Она вопила. Она скалилась.
— Так знай, своими угрозами ты не заставишь меня прожить жизнь с человеком, которому я не позволю прикасаться ко мне своими грязными лапами! — с торжеством в голосе подвела она черту.
— Элизабет…
— Что — Элизабет?! Я знаю, что ты задумал. Ты сделал эту татуировку, чтобы запугать меня. Ты думал, что я не осмелюсь уйти от тебя. И напрасно!
— В следующую субботу будет второе великое открытие, — сказал он. — Ты будешь гордиться мной.
— Гордиться! Ты глуп и смешон, ты жалок! Боже, ты похож на кита. Видел когда-нибудь кита, выбросившегося на берег? Я однажды видела, когда была маленькой. Он лежал на песке, а потом его пристрелили. Какие-то защитники животных пришли и пристрелили. Господи, кит!..
— Элизабет!
— Я ухожу, и точка. И подаю на развод.
— Не надо…
— И выйду за мужчину, а не за жирную бабу. Баба, вот ты кто. Ты так заплыл жиром, что потерял пол.

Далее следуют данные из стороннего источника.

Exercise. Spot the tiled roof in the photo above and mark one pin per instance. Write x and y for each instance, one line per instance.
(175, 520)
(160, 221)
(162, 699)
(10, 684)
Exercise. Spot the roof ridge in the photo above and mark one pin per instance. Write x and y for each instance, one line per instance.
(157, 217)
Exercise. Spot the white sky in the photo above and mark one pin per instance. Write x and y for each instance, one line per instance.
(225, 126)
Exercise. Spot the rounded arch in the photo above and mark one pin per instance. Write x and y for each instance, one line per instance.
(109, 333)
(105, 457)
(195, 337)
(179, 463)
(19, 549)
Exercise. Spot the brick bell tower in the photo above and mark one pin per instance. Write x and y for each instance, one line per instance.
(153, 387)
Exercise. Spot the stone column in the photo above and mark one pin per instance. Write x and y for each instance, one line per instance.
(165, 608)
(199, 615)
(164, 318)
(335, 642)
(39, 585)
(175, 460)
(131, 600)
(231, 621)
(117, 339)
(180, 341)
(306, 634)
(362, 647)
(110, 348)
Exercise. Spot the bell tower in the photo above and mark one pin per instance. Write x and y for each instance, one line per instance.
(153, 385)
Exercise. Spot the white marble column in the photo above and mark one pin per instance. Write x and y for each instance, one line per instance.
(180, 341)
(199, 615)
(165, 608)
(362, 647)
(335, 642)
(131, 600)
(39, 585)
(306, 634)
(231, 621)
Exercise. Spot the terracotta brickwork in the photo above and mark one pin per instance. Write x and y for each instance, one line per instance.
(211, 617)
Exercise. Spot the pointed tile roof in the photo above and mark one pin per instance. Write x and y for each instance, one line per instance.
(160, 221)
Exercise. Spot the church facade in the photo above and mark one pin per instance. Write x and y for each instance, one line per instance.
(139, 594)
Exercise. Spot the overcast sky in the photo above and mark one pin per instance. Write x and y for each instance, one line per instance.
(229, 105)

— Ты не можешь бросить меня.
— Открой глаза, я ухожу!
— Я люблю тебя, — сказал он.
— Вот как? Взгляни на свои картинки!
Он потянулся к ней.
— Не прикасайся ко мне! — закричала она.
— Элизабет…
— Не подходи! Меня от тебя тошнит!
— Элизабет…
Все глаза на его теле загорелись огнем, все змеи пришли в движение, все чудовища зашевелились, все пасти яростно распахнулись. Он шел на нее: не человек — толпа.
Он чувствовал, как пульсирует в нем море апельсинового сока, как толчками текут по жилам кола и лимонад, как перекачиваются они сквозь его запястья, ноги, сердце. И с этими толчками разливалась по его телу тошнотворно-сладкая ярость. Океаны горчицы и приправ и миллионы стаканов, которые высосал он за год, вскипели. Его лицо стало цвета сырого мяса. А нежные розы на его руках превратились в голодные плотоядные цветы, что годами ждут своего часа в душных джунглях. И вот они дождались и вырвались из его рук на волю, в ночь.